Shop-keepers in Hurstville in the 1920s faced frequent night-time raids by gangs of thieves. The thieves were resourceful and often made their escape by stolen motor-car. Many of the shops on Forest Road were broken into, and the shop-keepers banded together to pay for the services of a night-watchman, a Mr Scott, who patrolled the street in the early hours, occasionally at risk of assault. The police were under-resourced and had little success in catching any of the gangs. Clothing shops were a favourite target, since suit-lengths and dress materials were easily fenced, unlike jewellery, which was more recognisable.
One of Hurstville’s biggest tailor shops belonged to Ernest Field, who was a Hurstville Alderman, and Mayor of Hurstville in 1928. On 19 August 1925, the back door of the shop was forced, and thieves escaped with cloth to the value of £200. No arrest was made. Later that year, the Estelle dressmaking shop was robbed of dresses; Diment’s hardware shop was robbed of hundreds of pounds’ worth of tools; and safe-crackers tried unsuccessfully to blow up the safe of the Government Savings Bank with gelignite. The following year, W R Andrew’s tailor shop was broken into, for the third time in three years; Walker’s tobacconist was robbed; and Ferguson’s tobacconist was robbed of cigarettes (but “only those of better quality”). Scott the night-watchman disturbed the thieves, who left packets of tobacco strewn behind them as they fled.
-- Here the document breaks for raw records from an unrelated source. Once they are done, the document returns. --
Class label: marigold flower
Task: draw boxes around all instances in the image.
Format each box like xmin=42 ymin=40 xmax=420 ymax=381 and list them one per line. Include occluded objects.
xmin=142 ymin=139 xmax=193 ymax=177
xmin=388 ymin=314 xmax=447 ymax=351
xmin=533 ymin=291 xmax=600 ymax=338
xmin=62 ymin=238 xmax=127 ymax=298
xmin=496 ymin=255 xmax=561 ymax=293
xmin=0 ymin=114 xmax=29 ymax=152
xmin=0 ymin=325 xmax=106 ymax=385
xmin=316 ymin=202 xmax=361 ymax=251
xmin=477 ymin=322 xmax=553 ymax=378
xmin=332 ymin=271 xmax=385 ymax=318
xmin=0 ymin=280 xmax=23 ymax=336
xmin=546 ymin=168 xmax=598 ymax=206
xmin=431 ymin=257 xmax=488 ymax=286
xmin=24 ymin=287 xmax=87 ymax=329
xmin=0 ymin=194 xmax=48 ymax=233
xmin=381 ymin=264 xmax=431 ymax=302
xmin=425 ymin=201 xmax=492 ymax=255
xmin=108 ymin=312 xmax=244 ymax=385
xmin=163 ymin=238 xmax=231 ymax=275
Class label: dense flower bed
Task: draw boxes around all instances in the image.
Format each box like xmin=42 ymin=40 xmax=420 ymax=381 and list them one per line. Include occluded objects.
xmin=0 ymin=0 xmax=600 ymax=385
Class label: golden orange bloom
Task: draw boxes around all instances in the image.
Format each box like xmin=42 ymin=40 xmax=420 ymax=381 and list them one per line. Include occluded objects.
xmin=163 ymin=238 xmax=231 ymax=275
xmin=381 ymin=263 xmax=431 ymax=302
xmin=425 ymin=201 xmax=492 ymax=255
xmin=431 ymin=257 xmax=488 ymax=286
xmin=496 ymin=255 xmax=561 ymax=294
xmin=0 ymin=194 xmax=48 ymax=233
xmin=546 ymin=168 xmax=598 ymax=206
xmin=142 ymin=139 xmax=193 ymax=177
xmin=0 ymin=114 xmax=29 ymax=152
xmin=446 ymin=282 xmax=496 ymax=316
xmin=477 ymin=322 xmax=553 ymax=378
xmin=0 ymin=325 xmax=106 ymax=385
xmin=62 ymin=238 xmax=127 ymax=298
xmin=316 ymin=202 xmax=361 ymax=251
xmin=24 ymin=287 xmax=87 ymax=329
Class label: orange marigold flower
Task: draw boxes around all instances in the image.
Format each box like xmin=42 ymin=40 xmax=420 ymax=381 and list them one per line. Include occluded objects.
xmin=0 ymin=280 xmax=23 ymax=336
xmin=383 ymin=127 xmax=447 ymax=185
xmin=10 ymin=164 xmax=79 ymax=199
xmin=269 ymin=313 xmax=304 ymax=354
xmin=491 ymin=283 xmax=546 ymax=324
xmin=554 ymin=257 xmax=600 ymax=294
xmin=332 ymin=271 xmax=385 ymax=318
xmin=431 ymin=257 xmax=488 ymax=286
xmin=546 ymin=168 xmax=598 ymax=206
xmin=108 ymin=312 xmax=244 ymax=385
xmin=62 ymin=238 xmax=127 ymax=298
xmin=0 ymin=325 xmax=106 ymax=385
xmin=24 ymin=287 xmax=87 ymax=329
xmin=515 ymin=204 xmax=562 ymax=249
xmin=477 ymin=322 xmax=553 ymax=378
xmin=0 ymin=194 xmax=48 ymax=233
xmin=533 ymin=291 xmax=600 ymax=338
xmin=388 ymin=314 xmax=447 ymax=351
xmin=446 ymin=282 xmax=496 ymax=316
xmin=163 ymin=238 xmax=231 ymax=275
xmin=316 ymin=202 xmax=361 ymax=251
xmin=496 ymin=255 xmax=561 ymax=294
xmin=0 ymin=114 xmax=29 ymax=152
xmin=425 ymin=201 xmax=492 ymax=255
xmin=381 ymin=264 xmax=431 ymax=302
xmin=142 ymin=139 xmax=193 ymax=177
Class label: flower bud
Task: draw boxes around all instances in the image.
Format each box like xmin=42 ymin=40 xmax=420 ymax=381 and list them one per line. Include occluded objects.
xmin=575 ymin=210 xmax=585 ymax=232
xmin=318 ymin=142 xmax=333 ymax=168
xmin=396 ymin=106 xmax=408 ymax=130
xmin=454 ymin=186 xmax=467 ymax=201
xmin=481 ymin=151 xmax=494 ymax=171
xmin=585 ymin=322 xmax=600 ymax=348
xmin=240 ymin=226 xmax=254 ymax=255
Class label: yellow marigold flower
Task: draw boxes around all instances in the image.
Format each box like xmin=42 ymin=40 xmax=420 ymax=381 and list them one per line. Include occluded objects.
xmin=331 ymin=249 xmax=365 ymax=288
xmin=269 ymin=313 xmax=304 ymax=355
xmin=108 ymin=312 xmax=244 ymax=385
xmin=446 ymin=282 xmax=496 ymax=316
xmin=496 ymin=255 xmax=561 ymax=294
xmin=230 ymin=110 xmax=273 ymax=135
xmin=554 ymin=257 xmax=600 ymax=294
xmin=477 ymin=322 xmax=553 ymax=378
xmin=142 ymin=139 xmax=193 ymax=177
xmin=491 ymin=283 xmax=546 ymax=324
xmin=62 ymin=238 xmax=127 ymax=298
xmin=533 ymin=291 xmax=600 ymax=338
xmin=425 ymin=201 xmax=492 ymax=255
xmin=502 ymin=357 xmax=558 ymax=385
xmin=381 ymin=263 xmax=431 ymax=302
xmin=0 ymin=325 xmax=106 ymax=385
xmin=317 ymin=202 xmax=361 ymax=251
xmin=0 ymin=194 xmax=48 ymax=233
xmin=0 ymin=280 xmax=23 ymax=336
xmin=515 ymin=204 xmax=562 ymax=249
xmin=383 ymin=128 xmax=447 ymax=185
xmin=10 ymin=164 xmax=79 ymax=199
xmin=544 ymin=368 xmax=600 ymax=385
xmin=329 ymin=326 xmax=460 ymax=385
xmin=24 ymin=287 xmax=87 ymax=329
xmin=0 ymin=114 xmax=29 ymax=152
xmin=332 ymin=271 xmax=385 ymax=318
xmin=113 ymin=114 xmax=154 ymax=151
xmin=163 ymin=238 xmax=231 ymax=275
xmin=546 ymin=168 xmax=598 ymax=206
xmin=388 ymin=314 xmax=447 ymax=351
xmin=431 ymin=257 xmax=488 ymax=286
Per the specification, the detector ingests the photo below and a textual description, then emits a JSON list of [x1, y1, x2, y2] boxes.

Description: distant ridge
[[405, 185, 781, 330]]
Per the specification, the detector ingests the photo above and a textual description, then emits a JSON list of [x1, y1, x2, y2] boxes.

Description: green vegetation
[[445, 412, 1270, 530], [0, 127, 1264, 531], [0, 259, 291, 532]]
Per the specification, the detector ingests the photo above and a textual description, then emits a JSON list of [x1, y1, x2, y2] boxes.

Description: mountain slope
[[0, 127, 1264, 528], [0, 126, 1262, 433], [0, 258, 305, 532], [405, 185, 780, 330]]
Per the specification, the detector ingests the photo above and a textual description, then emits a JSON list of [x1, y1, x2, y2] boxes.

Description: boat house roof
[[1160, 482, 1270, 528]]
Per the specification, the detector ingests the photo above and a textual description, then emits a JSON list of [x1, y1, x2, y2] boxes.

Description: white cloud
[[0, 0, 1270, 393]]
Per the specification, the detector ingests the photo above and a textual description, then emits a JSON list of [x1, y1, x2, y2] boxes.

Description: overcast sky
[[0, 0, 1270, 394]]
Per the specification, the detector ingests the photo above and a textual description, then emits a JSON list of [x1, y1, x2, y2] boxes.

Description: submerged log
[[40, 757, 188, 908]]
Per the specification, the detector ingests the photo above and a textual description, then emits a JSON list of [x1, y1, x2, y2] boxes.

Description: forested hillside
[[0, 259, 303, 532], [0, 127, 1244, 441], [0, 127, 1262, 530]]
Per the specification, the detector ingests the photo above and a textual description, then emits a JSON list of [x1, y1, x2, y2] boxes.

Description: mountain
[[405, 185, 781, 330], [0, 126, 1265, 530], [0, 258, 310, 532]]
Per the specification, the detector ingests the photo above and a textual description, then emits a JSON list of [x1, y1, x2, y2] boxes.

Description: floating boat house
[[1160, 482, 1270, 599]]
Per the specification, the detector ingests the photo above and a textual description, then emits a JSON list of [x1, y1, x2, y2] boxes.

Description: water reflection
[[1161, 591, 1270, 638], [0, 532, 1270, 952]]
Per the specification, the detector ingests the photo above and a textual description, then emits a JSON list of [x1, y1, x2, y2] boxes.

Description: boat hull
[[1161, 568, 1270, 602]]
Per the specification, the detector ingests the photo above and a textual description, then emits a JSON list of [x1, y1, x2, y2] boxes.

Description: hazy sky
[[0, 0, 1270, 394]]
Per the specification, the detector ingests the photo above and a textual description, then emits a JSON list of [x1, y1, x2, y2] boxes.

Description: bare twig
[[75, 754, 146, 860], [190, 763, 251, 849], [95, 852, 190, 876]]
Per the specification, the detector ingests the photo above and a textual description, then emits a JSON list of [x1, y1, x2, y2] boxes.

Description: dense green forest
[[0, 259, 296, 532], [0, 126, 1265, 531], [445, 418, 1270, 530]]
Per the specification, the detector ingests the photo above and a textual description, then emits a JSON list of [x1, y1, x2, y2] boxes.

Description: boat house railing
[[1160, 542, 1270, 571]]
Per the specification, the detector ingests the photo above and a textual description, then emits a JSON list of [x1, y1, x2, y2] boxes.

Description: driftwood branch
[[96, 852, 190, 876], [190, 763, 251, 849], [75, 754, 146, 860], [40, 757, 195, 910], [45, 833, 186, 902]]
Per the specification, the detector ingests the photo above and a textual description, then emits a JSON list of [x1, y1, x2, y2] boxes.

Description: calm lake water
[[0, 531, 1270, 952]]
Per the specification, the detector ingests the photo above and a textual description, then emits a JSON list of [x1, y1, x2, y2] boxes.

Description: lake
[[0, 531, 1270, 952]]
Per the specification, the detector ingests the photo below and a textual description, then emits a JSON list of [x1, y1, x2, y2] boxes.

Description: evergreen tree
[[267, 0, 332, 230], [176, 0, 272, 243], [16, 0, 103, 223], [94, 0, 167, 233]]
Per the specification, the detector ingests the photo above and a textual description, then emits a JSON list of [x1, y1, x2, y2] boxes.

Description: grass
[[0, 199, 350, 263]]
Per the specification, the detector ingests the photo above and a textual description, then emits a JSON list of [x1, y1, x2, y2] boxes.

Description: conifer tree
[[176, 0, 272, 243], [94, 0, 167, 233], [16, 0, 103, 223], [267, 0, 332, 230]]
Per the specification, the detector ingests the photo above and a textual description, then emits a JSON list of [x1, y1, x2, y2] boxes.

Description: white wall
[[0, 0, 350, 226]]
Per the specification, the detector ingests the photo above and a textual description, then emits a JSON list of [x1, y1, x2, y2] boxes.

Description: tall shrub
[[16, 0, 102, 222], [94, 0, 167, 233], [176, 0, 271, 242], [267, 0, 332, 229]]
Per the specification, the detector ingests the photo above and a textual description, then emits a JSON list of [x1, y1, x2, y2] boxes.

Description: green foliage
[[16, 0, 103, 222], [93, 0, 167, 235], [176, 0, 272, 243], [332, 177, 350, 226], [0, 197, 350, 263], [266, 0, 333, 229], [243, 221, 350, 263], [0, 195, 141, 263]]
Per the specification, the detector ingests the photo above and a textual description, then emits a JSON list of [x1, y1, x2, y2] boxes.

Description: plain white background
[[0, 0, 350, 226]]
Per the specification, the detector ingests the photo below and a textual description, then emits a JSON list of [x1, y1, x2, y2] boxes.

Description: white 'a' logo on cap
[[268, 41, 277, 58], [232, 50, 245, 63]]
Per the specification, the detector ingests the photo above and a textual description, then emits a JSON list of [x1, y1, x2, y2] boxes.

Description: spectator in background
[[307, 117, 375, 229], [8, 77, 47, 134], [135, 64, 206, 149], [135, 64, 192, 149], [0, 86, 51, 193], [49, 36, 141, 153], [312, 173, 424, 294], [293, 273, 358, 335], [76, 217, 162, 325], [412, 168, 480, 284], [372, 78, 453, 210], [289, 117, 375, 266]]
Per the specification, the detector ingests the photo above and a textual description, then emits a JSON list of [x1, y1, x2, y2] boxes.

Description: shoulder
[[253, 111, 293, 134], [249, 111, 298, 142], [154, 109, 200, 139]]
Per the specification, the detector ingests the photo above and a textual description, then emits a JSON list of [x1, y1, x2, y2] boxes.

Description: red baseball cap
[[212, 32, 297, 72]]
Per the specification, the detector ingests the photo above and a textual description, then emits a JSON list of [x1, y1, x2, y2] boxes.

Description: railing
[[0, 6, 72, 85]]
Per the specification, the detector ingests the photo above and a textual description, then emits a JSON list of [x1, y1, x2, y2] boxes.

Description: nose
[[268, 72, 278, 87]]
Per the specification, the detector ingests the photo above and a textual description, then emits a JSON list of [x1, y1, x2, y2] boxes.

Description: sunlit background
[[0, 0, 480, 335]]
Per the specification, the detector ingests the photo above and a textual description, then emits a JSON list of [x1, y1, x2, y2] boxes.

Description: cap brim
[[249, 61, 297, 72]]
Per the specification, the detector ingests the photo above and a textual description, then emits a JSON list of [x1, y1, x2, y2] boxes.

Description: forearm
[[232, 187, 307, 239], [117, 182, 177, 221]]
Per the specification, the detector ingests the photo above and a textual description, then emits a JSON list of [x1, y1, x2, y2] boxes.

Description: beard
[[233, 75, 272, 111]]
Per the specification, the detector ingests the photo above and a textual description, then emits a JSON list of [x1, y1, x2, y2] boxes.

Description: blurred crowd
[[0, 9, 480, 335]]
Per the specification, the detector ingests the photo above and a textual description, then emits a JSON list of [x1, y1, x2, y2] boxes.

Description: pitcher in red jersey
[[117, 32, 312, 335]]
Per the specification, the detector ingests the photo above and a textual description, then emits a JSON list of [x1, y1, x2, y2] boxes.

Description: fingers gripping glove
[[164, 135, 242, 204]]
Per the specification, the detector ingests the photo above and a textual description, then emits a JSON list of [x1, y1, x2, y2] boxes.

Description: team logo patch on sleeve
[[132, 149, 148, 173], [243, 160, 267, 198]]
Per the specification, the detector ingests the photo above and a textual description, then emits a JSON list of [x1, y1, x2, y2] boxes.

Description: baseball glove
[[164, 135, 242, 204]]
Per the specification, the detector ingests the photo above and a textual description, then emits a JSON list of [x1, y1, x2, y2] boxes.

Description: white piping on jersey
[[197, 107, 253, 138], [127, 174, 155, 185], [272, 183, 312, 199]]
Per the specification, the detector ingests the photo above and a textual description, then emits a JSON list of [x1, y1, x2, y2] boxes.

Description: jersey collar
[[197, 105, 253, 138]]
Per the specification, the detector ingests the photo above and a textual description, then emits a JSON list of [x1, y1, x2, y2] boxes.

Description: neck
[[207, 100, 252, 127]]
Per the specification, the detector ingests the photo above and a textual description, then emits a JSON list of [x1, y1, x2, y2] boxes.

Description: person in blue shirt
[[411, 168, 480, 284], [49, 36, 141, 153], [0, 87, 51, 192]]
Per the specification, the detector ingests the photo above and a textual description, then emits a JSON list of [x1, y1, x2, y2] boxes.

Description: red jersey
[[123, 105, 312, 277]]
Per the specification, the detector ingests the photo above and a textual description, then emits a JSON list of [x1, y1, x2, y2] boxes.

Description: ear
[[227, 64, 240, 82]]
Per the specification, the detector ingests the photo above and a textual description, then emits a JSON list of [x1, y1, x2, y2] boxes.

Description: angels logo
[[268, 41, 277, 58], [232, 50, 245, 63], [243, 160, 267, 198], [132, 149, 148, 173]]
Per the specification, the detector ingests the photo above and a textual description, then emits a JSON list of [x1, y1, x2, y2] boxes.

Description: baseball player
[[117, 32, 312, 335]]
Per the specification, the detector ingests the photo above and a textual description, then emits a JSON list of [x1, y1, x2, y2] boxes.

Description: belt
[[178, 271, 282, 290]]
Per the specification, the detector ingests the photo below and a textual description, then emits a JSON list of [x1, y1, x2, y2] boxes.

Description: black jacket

A substantial robbery could be enough to put a trader operating on a tight margin out of business, and the local Chamber of Commerce was very concerned.
Finally, on 14 June 1928, the police had a result. Field’s shop was targeted for a second visit, and goods to the value of £400 were stolen. But there had been a tip-off, and detectives, led by Detective Sergeant Thompson and Detectives Royle and Alford, caught the criminals after a short car-chase down Forest Road. Two men, John Brendon Parker and Leslie Thompson, and Parker’s girl-friend Elsie Bowman were in the car, with Bowman acting as getaway driver. The men were armed with revolvers. Thompson was about to point his gun at one of the detectives, when it was knocked from his hand. The three crooks were taken to Hurstville Police Station for charging.
A few weeks later, John Parker, the ring-leader of the gang, made front-page news across Australia, following the conclusion of his trial, at which he was sentenced to four years’ imprisonment. Into the bargain, he had been declared a habitual criminal, which meant that he would not necessarily be released at the end of his sentence, if the State Governor recommended otherwise, especially since he had a long and troubling record of robberies and other crimes to his name, although he was still only 25. This was enough to spur him to a reckless move. With other criminals, he was in a holding area at Darlinghurst Police Station, awaiting transportation to prison. Somehow he had acquired a hacksaw. While the other prisoners struck up a loud chorus of ‘Show me the Way to Go Home’, Parker stood on another man’s shoulders and cut through a barred fanlight in the roof of the room. Being a slightly-built man, he was able to climb through the opening he made, onto the roof of the police station. He ran along an exterior wall, dropped to the ground below, and fled up Forbes Street to freedom.
Police thought that he would make his way to Woolloomooloo, and were confident they would soon apprehend him. But weeks went by, and rumours grew that he had fled interstate. Then word came that he had been arrested in Bordeaux, France! Parker had escaped to Melbourne dressed as a woman, and had, according to one report, acquired a woman’s passport. He took passage on a German ship and made his way to Europe. It was only thanks to another tip-off that French authorities picked him up. Two detectives were dispatched to France to bring him back to Sydney for trial. Nice work if you can get it.
The Labor Daily newspaper stated “The whole of Sydney’s underworld gathered at Central Railway Station to hail the home coming hero”, which must have been a sight to see. But on this occasion the police were determined to avoid further embarrassment. They left the train at Strathfield with their handcuffed prisoner and drove him the rest of the way to prison. Not needing further bad publicity, the authorities declined to charge him with escaping arrest.
In later life, Parker worked as a scrap metal dealer, and his shady dealings led him to more jail time. Hurstville’s shop-owners, who might have breathed a sigh of relief following the capture of Parker and Thompson, were soon faced with more break-ins, and Alderman Field was once more called out of his bed in the early hours in March 1929 when the back door of his shop was jemmied open again. Hurstville Council sent a strongly-worded letter to the Police Department, describing the district as a ‘burglar’s paradise’; police advised shop-keepers to clear their yards of packing-cases and crates that crooks could hide behind.